Telecom presents Govt with UFB challenge

Telecom yesterday laid down a challenge to the Government to involve the company in the ultra-fast broadband project and avoid unnecessary duplication.

Both chairman Wayne Boyd and chief executive Paul Reynolds made it clear Telecom wanted to be at the heart of the much-talked-about UFB project and was prepared to work hard for its involvement.

"Telecom already has more than 25,000km of fibre optics in operation today. That's roughly half of the total required to extend fibre to 75% of New Zealand," Mr Boyd said.

"Frankly, wasting taxpayer funding and private investment on duplicating a network that is halfway complete is economic madness."

The tender process was being run by Crown Fibre Holdings, the arm established by the Government to agree on the commercial terms for building fibre in 33 localised regions.

That process precluded any telecommunications company that both owned infrastructure and sold services to end users from taking an ownership stake in any fibre that got built, he said.

That essentially prohibited much of the current telecommunications industry in New Zealand from participating unless sweeping changes to the industry structure occurred.

On August 2, Telecom submitted a detailed proposal that was a package containing several components, Mr Boyd said.

They included splitting Telecom into two separate companies - one that built and maintained infrastructure and another that sold services to end users.

Also, Telecom would invest with the Crown to deliver a national fibre to the home network that met the 75% objective, and beyond.

Telecom would also integrate the separate rural broadband initiative to deliver fibre to areas hard to reach.

"For Telecom, much more than any other participant, involvement in UFB is complex. But the potential rewards are also much higher for all concerned.

"By extending, rather than replicating, our 25,000km of fibre, Telecom can deliver more fibre, further and faster than any other participant," Mr Boyd said.

Dr Reynolds said Telecom "was up for fibre" and the company's fibre-to-the-node programme (FTTN) showed that. However, UFB would be a further step-change well beyond FTTN.

"Now we need to seize the opportunity to take the next leap forward and combine available public money with private capital in the most efficient way possible to get more fibre built."

Telecom could solve the associated economic, financial and public policy changes with open dialogue and a willingness to consider new ways of doing things - without wasting what had already been built.

Telecom's plan was national as nothing else made sense for an incumbent's investors.

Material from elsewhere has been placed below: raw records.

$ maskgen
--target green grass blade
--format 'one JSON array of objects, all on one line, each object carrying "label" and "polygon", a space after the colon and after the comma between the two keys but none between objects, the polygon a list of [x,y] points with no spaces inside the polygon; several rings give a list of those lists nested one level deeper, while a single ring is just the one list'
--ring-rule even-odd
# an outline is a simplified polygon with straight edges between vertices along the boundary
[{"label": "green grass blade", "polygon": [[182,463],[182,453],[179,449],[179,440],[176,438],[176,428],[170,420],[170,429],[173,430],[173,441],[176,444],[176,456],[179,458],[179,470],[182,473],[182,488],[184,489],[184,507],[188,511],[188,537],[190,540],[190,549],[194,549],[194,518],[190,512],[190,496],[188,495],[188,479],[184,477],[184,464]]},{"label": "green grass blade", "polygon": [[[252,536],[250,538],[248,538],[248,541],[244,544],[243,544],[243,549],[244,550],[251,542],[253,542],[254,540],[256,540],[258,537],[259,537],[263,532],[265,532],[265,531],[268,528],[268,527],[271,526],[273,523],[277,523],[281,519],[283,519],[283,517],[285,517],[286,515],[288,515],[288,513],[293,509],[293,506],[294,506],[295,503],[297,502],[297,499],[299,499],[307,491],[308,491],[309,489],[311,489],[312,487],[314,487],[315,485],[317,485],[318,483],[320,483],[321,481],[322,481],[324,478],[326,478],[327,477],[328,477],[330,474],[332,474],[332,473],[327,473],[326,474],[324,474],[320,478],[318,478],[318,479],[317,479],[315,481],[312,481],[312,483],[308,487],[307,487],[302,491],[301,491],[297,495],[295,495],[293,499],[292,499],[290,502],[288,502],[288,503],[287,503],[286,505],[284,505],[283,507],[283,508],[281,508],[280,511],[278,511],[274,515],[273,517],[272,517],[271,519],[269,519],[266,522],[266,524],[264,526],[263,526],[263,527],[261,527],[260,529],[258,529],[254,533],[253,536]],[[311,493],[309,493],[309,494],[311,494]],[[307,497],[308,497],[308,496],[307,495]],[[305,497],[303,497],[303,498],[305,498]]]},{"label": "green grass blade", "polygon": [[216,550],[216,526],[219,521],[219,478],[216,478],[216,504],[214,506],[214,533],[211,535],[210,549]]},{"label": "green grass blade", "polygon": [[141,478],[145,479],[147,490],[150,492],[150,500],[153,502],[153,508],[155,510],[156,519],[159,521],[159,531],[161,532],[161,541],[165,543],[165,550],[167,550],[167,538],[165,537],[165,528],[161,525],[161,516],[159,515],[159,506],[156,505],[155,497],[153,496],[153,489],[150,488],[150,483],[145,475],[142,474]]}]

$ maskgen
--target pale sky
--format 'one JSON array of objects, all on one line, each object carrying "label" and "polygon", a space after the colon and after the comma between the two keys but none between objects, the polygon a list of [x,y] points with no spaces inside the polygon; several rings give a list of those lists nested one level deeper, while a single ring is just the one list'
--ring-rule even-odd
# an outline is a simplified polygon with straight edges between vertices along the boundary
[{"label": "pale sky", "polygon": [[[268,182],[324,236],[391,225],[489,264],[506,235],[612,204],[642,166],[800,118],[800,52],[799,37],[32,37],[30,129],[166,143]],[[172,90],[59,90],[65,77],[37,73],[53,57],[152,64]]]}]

But it did allow for local and community sources of capital to be included.

"We have offered structural separation to meet the Government's key requirement and remove once and for all the lingering perception of unfair advantage between the network and the retail businesses," he said.

"This is a huge step to take and no other telco anywhere in the world has effectively hived off its access network."

It was probably more straightforward for Telecom than others because it had already massively invested in systems changes for operational separation.

"We think partnering with government on UFB and structural separation is definitely worth considering provided we can agree a better regulatory framework with lower ongoing investment costs and less strangling regulation of our retail businesses," he said.

Both Mr Boyd and Dr Reynolds reassured shareholders nothing would happen without their support.